Ancora una lettura sul problema
del male, fondamentale nella filosofia di Schelling del secondo periodo. Egli
presenta nella lettura un tentativo di giustificazione razionale dell’esistenza
del male. Il bene ed il male sono fra di loro contrari ed il loro rapporto è
dialettico, per cui non si può dare l’uno senza l’altro, né eliminare l’uno
senza che venga eliminato anche l’altro.
F. W. J. Schelling, Ricerche
filosofiche sull’essenza della libertà umana e gli oggetti che vi sono connessi
Non può esservi alcun dubbio che
il male è stato necessario per la rivelazione di Dio. Infatti, se Dio come
spirito è l’unità indivisibile dei due princípi, e se questa stessa unità è
reale solo nello spirito dell’uomo, nel caso che questa unità fosse nello
spirito umano altrettanto indissolubile quanto in Dio, l’uomo non sarebbe per
niente diverso da Dio: l’uomo si risolverebbe in Dio, e non ci sarebbe né
rivelazione né moto d’amore. Infatti ogni essere può rivelarsi solo per mezzo del
suo contrario: l’amore solo nell’odio, l’unità solo nella lotta. Se non ci
fosse separazione dei princípi, l’unità non potrebbe mostrare la sua
onnipotenza: se non ci fosse la discordia, l’amore non potrebbe diventar reale.
L’uomo è collocato a un livello cosí alto, che ha in sé stesso l’origine del
suo spontaneo movimento verso il bene o verso il male indifferentemente: il
legame dei princípi in lui non è necessario, ma libero. Egli sta nel punto
decisivo: qualunque cosa egli scelga, l’azione sarà sua, ma non può restare
nella indecisione, perché Dio deve rivelarsi necessariamente, e perché nella
creazione in generale non deve rimanere nulla di equivoco…

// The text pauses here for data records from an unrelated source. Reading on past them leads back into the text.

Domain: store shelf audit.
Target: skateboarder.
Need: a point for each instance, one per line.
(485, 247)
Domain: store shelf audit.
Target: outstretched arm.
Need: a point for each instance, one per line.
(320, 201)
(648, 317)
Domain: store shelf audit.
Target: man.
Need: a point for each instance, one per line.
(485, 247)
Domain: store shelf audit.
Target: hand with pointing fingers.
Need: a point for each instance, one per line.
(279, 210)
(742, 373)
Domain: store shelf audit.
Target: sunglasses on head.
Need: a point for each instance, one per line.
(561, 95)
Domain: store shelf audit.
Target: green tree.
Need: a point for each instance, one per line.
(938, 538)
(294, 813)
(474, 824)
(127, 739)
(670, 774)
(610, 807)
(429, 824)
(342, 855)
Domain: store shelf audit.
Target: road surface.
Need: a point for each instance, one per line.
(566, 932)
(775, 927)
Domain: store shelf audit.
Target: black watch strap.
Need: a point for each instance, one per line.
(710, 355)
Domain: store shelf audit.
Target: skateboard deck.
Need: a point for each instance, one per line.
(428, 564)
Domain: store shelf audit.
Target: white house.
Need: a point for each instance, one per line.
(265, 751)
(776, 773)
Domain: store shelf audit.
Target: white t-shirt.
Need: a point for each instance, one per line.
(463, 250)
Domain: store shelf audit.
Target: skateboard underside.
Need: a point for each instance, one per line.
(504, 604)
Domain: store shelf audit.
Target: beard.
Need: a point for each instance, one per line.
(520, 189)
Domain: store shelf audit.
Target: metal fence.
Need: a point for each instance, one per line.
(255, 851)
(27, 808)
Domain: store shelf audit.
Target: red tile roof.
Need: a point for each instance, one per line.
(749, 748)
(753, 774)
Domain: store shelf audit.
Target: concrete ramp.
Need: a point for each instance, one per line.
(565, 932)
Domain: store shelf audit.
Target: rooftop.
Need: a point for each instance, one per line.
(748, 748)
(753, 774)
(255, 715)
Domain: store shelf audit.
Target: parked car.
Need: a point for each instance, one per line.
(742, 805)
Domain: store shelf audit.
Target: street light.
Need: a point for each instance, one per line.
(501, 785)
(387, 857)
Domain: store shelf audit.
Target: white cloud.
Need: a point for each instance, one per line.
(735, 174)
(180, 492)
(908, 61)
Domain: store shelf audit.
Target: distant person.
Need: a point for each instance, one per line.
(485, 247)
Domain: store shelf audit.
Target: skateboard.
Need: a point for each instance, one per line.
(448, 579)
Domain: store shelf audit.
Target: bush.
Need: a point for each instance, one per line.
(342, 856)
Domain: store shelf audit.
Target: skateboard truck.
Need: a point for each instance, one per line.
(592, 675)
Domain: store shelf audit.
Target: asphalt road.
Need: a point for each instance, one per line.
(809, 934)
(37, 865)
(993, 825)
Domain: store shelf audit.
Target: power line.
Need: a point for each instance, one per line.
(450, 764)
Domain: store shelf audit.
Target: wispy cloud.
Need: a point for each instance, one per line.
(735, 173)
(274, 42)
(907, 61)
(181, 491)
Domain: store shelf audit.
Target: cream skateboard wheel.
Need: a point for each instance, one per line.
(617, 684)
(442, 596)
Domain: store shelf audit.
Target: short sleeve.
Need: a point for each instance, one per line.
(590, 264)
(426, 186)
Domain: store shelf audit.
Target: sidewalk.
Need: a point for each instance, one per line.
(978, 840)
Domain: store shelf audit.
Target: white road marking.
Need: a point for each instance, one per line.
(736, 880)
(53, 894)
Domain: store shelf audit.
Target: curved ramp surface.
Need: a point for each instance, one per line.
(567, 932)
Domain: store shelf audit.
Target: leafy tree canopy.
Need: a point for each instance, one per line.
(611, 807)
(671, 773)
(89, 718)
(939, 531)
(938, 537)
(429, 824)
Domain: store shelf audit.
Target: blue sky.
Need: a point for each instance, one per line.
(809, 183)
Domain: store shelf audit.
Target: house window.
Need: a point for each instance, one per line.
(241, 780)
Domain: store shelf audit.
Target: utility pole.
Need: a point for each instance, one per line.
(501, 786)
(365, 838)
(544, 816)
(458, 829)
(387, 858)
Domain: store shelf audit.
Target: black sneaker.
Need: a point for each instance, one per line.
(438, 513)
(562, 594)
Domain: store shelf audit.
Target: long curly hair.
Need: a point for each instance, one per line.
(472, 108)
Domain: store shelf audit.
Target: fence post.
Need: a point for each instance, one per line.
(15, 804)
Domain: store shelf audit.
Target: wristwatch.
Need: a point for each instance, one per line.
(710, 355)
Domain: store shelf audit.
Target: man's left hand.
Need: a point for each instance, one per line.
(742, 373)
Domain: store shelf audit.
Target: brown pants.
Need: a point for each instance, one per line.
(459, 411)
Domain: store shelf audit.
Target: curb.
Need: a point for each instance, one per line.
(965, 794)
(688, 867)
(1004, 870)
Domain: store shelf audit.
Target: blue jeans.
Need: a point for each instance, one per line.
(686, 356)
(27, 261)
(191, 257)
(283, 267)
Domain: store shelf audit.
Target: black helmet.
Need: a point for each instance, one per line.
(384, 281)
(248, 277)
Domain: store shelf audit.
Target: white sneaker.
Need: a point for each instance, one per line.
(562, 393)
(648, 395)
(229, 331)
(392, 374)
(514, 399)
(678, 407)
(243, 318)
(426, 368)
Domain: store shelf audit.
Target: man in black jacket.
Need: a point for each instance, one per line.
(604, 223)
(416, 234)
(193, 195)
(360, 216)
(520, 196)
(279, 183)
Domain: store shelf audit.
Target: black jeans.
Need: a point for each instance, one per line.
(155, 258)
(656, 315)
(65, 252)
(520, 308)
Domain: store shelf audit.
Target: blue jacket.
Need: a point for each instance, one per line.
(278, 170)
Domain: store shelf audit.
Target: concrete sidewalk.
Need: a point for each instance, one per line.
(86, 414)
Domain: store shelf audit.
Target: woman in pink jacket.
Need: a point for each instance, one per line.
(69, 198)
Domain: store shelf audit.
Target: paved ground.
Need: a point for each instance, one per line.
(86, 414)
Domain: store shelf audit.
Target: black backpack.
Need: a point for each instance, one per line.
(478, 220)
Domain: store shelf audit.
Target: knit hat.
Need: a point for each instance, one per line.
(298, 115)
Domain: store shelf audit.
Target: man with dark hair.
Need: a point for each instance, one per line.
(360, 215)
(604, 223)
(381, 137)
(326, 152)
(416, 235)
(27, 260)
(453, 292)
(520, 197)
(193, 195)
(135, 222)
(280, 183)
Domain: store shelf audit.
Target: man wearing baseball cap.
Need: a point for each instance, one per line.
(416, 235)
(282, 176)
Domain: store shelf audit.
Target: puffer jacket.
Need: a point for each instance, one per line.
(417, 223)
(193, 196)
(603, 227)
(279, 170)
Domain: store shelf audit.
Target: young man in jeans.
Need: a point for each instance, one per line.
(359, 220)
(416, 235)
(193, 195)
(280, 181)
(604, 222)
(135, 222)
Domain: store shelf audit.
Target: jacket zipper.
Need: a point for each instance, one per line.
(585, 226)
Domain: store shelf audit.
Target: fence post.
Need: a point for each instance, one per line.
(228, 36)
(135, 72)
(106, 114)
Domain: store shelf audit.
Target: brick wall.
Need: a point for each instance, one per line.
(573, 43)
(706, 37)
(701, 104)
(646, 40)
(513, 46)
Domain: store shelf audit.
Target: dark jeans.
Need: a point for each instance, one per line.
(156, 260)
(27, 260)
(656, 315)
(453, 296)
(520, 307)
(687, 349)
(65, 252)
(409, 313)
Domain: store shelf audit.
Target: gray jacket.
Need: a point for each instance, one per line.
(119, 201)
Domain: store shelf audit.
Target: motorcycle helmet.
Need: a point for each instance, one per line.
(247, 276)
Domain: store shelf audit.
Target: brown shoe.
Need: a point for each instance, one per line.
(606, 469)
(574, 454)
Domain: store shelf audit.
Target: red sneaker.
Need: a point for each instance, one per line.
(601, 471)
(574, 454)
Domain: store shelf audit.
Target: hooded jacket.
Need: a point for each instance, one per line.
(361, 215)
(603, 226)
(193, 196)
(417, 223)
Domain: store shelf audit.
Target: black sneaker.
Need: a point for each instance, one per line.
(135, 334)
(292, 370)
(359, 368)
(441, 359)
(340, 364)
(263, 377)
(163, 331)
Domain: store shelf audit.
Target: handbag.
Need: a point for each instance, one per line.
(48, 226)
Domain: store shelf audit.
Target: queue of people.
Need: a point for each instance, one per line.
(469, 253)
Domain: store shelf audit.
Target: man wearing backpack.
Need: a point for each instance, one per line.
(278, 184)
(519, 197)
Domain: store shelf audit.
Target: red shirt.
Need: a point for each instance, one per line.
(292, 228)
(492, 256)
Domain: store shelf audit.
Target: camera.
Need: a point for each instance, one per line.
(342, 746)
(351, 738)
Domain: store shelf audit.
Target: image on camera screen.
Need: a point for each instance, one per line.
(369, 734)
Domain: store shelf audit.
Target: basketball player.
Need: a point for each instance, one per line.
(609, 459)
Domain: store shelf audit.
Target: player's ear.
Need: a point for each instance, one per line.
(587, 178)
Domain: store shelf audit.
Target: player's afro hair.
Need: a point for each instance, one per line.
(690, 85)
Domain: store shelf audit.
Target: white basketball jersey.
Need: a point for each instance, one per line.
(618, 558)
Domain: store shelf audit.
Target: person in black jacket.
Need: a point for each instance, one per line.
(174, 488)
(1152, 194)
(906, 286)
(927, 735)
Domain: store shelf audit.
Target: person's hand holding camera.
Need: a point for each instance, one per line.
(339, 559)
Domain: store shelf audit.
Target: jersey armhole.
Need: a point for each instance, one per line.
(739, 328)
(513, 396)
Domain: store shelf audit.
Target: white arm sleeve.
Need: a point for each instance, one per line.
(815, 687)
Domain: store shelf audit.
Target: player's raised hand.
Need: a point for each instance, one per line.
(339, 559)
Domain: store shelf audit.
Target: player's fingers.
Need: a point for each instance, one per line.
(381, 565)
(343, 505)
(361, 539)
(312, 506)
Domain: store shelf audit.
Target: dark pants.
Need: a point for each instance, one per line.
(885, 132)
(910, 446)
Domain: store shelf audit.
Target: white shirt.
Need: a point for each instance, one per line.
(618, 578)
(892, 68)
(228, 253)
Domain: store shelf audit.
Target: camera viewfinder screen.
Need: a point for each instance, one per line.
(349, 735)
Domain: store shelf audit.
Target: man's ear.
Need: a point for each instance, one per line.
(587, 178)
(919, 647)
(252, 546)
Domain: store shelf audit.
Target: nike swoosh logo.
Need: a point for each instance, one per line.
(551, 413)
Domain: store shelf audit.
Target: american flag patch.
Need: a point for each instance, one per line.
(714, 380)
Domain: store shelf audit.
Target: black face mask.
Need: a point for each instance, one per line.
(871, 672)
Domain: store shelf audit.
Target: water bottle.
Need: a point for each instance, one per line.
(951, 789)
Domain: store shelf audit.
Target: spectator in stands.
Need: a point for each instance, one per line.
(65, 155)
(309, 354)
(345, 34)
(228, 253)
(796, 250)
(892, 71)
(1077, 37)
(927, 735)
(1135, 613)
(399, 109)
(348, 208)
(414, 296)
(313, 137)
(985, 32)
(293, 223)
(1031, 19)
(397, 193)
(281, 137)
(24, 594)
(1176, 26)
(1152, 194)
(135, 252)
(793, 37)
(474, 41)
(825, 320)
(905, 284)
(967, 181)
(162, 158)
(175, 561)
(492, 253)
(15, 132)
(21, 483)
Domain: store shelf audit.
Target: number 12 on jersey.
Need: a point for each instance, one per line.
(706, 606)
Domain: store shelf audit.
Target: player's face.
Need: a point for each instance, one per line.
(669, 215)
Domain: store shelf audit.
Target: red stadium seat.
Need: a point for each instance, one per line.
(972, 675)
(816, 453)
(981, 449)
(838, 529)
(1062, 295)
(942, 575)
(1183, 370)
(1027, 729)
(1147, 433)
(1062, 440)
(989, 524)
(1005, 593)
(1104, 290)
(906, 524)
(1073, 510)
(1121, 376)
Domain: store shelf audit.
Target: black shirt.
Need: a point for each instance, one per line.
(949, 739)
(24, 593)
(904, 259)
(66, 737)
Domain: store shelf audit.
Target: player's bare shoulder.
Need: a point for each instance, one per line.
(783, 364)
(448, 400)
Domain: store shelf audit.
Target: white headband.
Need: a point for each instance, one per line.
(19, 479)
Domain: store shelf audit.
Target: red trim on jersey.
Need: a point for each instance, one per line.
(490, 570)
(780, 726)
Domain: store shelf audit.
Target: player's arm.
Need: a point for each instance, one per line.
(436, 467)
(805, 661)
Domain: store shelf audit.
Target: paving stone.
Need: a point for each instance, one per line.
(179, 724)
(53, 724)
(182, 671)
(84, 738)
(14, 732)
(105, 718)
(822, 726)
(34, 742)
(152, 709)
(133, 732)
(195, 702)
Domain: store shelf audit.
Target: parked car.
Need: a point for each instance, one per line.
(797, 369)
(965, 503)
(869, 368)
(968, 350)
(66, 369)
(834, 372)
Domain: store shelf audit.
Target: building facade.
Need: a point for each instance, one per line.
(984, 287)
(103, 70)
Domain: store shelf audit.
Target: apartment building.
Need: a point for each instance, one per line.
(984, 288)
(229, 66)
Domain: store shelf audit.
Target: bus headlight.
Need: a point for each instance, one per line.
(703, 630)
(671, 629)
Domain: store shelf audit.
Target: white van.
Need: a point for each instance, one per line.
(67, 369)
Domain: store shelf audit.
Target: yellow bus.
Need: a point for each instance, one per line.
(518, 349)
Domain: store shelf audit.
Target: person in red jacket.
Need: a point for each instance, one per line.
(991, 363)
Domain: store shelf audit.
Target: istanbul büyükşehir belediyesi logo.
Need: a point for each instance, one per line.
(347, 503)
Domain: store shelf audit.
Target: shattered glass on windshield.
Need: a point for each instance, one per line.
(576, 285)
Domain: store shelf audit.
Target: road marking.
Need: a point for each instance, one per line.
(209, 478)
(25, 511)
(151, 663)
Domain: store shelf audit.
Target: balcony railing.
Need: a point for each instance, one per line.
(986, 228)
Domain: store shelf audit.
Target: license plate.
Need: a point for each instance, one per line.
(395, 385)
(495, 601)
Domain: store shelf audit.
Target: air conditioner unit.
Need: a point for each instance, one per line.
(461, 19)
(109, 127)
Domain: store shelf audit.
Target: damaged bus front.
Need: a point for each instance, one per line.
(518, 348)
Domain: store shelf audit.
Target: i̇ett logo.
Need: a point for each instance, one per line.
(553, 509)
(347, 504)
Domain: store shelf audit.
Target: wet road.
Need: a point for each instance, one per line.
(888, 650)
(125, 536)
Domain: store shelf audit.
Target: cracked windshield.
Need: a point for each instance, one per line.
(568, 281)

Si è spesso creduto che chi ha
voluto il mondo abbia dovuto volere anche il male. Ma quando Dio riconduceva
all’ordine i disordinati parti del caos ed esprimeva nella natura la sua eterna
unità, egli con ciò operava piuttosto contro le tenebre, e opponeva allo
sregolato movimento del principio irrazionale il verbo, come centro stabile e
lume eterno. La volontà di creare era dunque immediatamente solo una volontà di
far nascere la luce, e quindi il bene; in questa volontà il male non venne in
considerazione né come mezzo né come conditio sine qua non per la
massima perfezione possibile del mondo, come dice Leibniz. Il male non fu
oggetto né d’un decreto divino né tanto meno d’una concessione divina. La
domanda perché Dio, pur avendo necessariamente previsto che il male sarebbe
derivato almeno in modo concomitante dall’autorivelazione, non abbia preferito
non rivelarsi affatto, non merita risposta. Sarebbe come dire che perché non ci
sia l’antitesi dell’amore non dev’esserci neanche l’amore… Se Dio per evitare
il male non si fosse rivelato, il male l’avrebbe vinta sul bene e sull’amore…
Sarebbe come se Dio sopprimesse la condizione della sua esistenza, cioè la sua
propria personalità. Insomma, perché non ci fosse il male, bisognerebbe allora
che Dio stesso non ci fosse…
Grande Antologia Filosofica, Marzorati, Milano, 1971, vol.